Look, here’s something. Buy yourself the biggest, sleekest, most fetchingly nostalgic hot-rod car your pocket will afford . Then polish it up to a glistening finish, and fine-tune it until it works like a roaring dream. Then buy the biggest brown plastic nodding-dog ornament you can find – something the size of a large child – and jam it on top of the radiator as clumsily as possible. Finally, drive it around a bored suburb at a leisurely twenty-five miles an hour during high afternoon. Observe those reactions chasing each other across people’s faces as you do so: the surprise, respect, excitement, disappointment and ridicule. The same reactions apply to this single. Nice bodywork, but… hmm.

Clearlake: 'Let Go'

Clearlake: ‘Let Go’

It seems that Clearlake spent most of last year sitting around in Hove and, rather than dreaming of America, building a little English town in their heads. Although said town wasn’t quite one of the rural paradises we still try to flog to the tourists. It still had the quaintness and the afternoon teas, but had its share of shabbiness, bad weather, bewildered run-aground eccentrics and almost cosy dead-end lives as well: the usual bits and bobs hidden behind Tudor beams and village greens in most little Englands. They named it after the band. Most of their snapshots of it bobbed up on the ‘Lido’ album this spring. The fact that it didn’t exist added more to its charm – Nowheresville, Alias-shire. The kind of place we’re proud of, secretly. Resisting quick, effective change but still ready to do its own thing in its own lopsided way. The way we like to feel that our music does.


 
But on Let Go, the youth is restless. Somewhere in Clearlake, someone’s old barn is creaking at the walls as the lads get together and turn up the amps. Equal parts Bo Diddley, Beach Boys, Cardiacs, Britpop Blur and Pixies, this chops along as a matter of urgency. And it wobbles as it goes. Sam Hewitt’s devices whoosh and lurch on top of the dogged riffs, and the sunny psychedelic harmonies droop at the end of each line like clouds passing over the sun, or someone falling gently off a wall – a loopy English pop shamble to share with Blue Apple Boy. And I don’t know whether Jason Pegg’s thinking about small-town drug habits, small town love habits, or just that tricky small- town habit. But whatever he’s saying in his round, friendly Estuarine chirp deals with the difficulty of relinquishing anything dear to you. “It could be easy, it could if you just let go. / That’s what they tell me, but sometimes I just don’t know… / What if it’s painful? What if it all goes wrong? / What if I die here? What if I can’t go on?” And meanwhile that insistent little beat is pushing him along, inch by rapid inch.

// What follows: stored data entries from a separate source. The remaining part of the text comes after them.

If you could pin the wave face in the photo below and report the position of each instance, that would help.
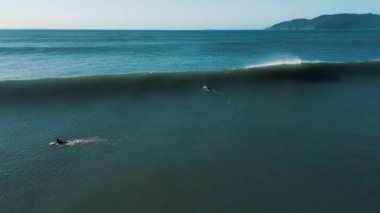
(137, 84)
(55, 54)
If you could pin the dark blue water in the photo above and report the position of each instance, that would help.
(46, 54)
(300, 136)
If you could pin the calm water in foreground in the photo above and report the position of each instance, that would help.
(290, 138)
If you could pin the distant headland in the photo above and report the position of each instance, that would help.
(332, 22)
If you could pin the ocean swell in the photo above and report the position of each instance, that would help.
(137, 84)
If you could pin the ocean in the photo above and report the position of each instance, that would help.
(189, 121)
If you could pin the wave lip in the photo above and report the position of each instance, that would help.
(295, 61)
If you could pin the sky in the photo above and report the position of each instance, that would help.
(168, 14)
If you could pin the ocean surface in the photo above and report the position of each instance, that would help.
(190, 121)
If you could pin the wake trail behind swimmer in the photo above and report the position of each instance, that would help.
(208, 89)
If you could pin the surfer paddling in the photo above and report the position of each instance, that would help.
(60, 142)
(207, 89)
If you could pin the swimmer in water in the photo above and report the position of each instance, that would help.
(207, 89)
(60, 142)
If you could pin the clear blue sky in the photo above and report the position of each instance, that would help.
(169, 14)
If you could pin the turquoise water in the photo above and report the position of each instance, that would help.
(50, 54)
(301, 137)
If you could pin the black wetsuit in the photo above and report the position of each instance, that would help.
(60, 142)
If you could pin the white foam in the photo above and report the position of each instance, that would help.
(80, 141)
(295, 61)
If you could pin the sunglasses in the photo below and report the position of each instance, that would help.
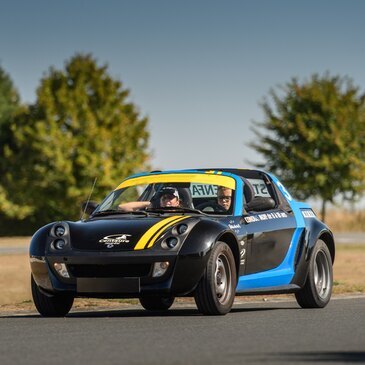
(223, 197)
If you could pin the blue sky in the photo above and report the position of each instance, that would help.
(198, 69)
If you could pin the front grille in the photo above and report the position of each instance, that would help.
(109, 271)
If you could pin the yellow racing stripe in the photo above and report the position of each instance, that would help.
(157, 235)
(152, 234)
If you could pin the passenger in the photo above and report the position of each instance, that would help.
(224, 196)
(169, 197)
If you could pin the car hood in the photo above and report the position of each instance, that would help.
(123, 234)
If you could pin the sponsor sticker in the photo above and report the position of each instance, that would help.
(203, 191)
(265, 217)
(115, 239)
(308, 214)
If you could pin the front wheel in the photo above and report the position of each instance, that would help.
(57, 305)
(216, 290)
(156, 303)
(317, 289)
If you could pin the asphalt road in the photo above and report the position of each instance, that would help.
(259, 332)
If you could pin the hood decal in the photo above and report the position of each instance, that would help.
(115, 239)
(150, 236)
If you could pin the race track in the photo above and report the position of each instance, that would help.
(256, 332)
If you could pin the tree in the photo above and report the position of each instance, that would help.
(80, 127)
(314, 138)
(9, 107)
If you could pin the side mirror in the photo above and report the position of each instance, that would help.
(89, 208)
(260, 204)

For a chorus, you’ve got a classic little cut of staid English sulking – “They make it sound so easy when it’s put like that – / I’d like to see them try to just let go!” But Jason’s betrayed by his own tune, which jigs up and down at the bus stop like it can’t wait to zoom off over the hills and far away. Clearlake are ready to jaunt in earnest. If they can conjure up little worlds as well as they have done already, what’ll they do with a big world?

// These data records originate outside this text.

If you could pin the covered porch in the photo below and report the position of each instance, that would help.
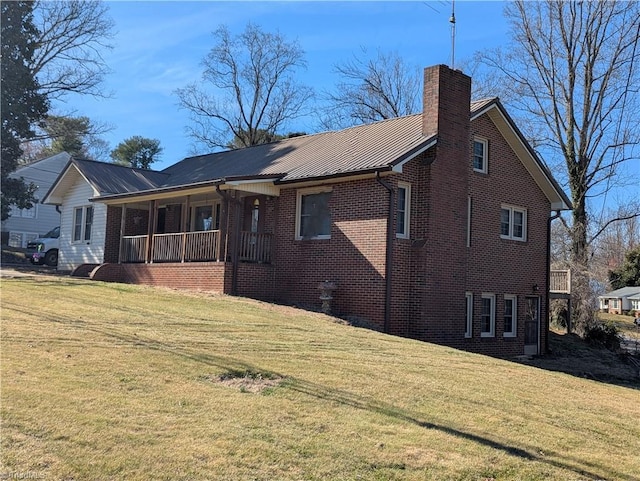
(204, 225)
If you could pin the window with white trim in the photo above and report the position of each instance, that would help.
(488, 315)
(313, 215)
(510, 317)
(480, 155)
(403, 210)
(468, 331)
(513, 223)
(24, 213)
(205, 217)
(82, 223)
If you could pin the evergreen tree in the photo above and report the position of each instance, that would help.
(138, 152)
(22, 104)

Six Ray Sun: ‘Bad Batz Maru’
Shifty Disco, DISCO 0105 (no barcode)
CD-only single
Released:
28th May 2001
Get it from: (2020 update) Only 1,000 copies issued – best obtained second-hand.
Six Ray Sun online:
Last FM Amazon Music

Clearlake:’Let Go’
Domino Recording Co. Ltd./Dusty Company, MOTE 104 CD (no barcode)
CD-only single
Released:
28th May 2001
Get it from: (2020 update) Best obtained second-hand.
Clearlake online:
Homepage Facebook Twitter MySpace <Last FM Apple Music YouTube Deezer Google Play Pandora Spotify Instagram Amazon Music
 

One Response to “May 2001 – single & track reviews – Six Ray Sun’s ‘Bad Batz Maru’; Clearlake’s ‘Let Go’”

  1. Dann Chinn June 27, 2020 at 10:06 pm #

    I originally reviewed both of these singles under my (generally) breezier Jimby Walton persona. ‘Let Go’ can be found on Clearlake’s second album ‘Lido’. I’ve no idea whether Six Ray Sun ever did anything else (although several other bands have used the same name since) but Bad Batz Maru can be found on Shifty Disco’s box set ‘0-60 In Five Years – The Complete Shifty Disco Singles Club Collection’.